Photograph by Josh Monken
The closure of the Chrysler plants in 2009 cost the region 7,000 jobs. But St. Louis County officials still hope a resurrection is possible.
The south plant has been razed, and it appeared at press time that the north plant would face the same fate. But Denny Coleman, president and CEO of the St. Louis County Economic Council, says the county continues to talk with bankruptcy trustee Capstone Advisory Group about the site’s future.
“It’s a big challenge,” Coleman concedes. “On the positive side, it’s typically been a strong business corridor for manufacturing. The site itself has a lot of assets: rail, power generation, and accessibility to the highway and markets.” Proximity to Interstate 44 makes some retail development likely, he says.
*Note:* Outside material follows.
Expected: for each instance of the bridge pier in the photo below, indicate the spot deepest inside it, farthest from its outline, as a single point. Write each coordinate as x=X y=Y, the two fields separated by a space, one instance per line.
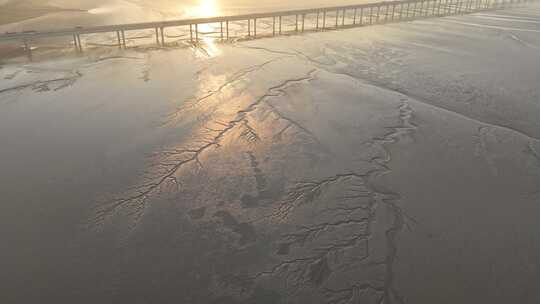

But the county prefers to see manufacturing fill the gap.
Coleman, who spearheaded the region’s recovery from losing 60,000 defense jobs in the early ’90s, says the situation in Fenton is similar. “We used the challenge to look for new opportunities in other sectors,” he says. “That’s exactly the process we are going through right now.” Likely suspects include pharmaceutical, brokerage/financial services, and IT sectors. “The auto industry will probably never come back to the way it was in the region,” Coleman says. “But it will be productive at some time in the future. The site is too well-situated to sit there for too long.”